Are the empty seats of certain matches the symptoms of an evil which is eating away at the online ticketing of the African Cup of Nations organized in Ivory Coast?
“The official site and the sales service contain computer vulnerabilities that are easy to exploit to buy tickets by setting your own price,” denounces Clément Domingo, an ethical hacker who alerted the organizer on social networks.
In just a few clicks and a “low technical level maneuver”, this specialist managed to buy a nice place for… 11 CFA francs or 0.01 euros.
Enough to get a lot for a few euros and start a resale business.
Worse, to harm the good organization of the competition organized by the African Football Confederation (CAF) by blocking places at lower cost.
“The good plan is already circulating on the darknet”
“There is clearly a potential cyberattack that is easy to carry out for someone who has the basics of cryptography protocols and the good plan is already circulating on the darknet,” warns Clément Domingo, expert on African cyberspace.
The cause is a security flaw which makes it easier to modify the site's scripts, the computer code invisible to the visitor's eyes which orchestrates the exchanges.
The CAN ticket office is very subject to cyberattacks!
You can buy any ticket of 10,000 FCFA or more for only 10 FCFA 🤯😬😬😬
As a reminder, some people have certainly purchased tickets en masse 🎟 online (almost) free for… https://t.co/ 3btDVKZV5B pic.twitter.com/qTySwdMtwv
— SAXX (@_SaxX_) January 19, 2024
An ill-intentioned person can thus choose their amount before finalizing their purchase.

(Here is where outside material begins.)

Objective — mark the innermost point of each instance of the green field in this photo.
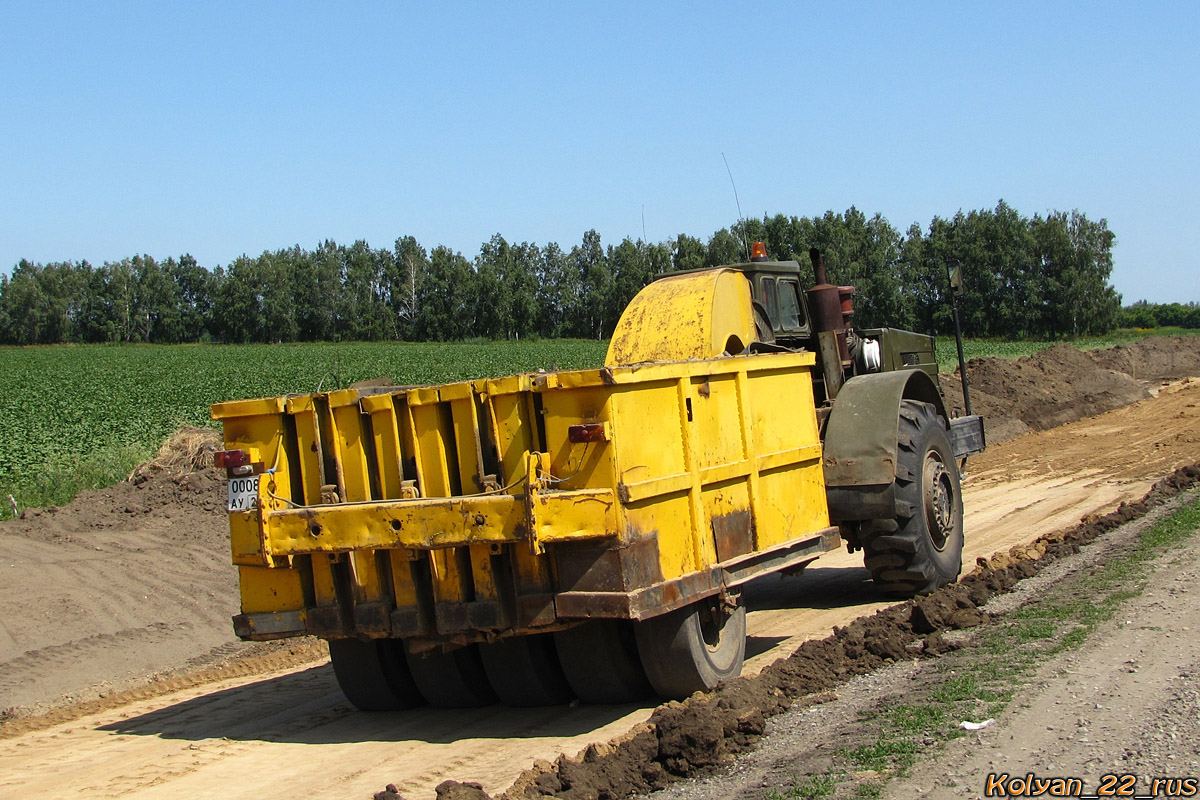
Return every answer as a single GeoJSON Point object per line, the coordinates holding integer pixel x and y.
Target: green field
{"type": "Point", "coordinates": [82, 416]}
{"type": "Point", "coordinates": [948, 358]}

“The final price of a basket is not normally sent to the payment provider by the Internet browser but is provided by a server in order to prevent someone from modifying the amount using a bug on a site” , deplores Matthieu Dierick, cybersecurity expert for the company F5.
“It’s the basics of cybersecurity”
“It’s the basis of a commercial website,” underlines this specialist who also tried to buy tickets for a few cents.
“It is surprising to find this kind of error because it is the basics of cybersecurity which has not been put in place while there are IT skills in Egypt, where CAF has its headquarters or in Ivory Coast, the organizing country” regrets Clément Domingo.
Requested this Friday afternoon by Le Parisien-Aujourd'hui en France, the African Football Confederation did not respond to our requests.
In the meantime, the ticket office's payment platform had gone offline and displayed an IT maintenance message at the end of the afternoon.
The sign of a resolution of the problem?